Forum moved here!

Home / Cannot search / find text in some PDFs

Akira

Recently, I’m unable to search within many PDFs, for example, this lecture note. My sumatra is v3.2 64-bit.

Is there any way to solve this problem? Thank you so much!

GitHubRulesOK

Yes
There are generally two types of file causing problems with latest builds

One group is those with scanned images and converted by OCR methods

The other group such as the one linked above are those (usually academic or journal papers) built by TeX

They often worked well in previous version 3.1.2 and both groups are currently subject to open issues at GitHub

GitHubRulesOK

If I wish to use 3.2 or pre-release for latest features but call a section of the existing document for searching in an earlier version 3.1.2 then I can do that in a second copy
like so


You need a portable copy of 3.1.2 in a known location say c:\myportableapps\SumatraPDF then in the advanced options ExternalViewers section add

ExternalViewers [
	[
		CommandLine = "C:\MyPortableApps\SumatraPDF\SumatraPDF.exe" "%1" -page %p
		Name = &Version 3.1.2
		Filter = *.*
	]
]

note that the &V makes the shortcut Alt + F + V

Akira

Thank you so much for your dedicated support!
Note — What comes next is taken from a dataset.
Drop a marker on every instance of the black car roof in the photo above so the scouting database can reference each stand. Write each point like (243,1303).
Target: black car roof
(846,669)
I’m waiting for a official fix for version 3.2 ^^

nhabedi

I have recently installed version 3.2 (64-bit) and I now have problems with finding text (Ctrl-F) in PDF files. Text snippets in PDF files generated by LaTeX which previous versions found are no longer found. This also applies to some PDF ebooks I have. Acrobat Reader has no problems findings the same search terms and, as I said, it worked before I updated to 3.2. Also, this is not consistent. Some documents don’t show these problems, some do. I couldn’t detect a pattern so far. Any ideas?

GitHubRulesOK

The inconsistency is seen in two types of source where conventional paragraph embedding is not the norm. e.g it would generally NOT be a problem when Office or WordPad or similar Word Processor is the source.

Problems are from
OCR eg tesseract or LaTeX (especially with modern fonts and math coding)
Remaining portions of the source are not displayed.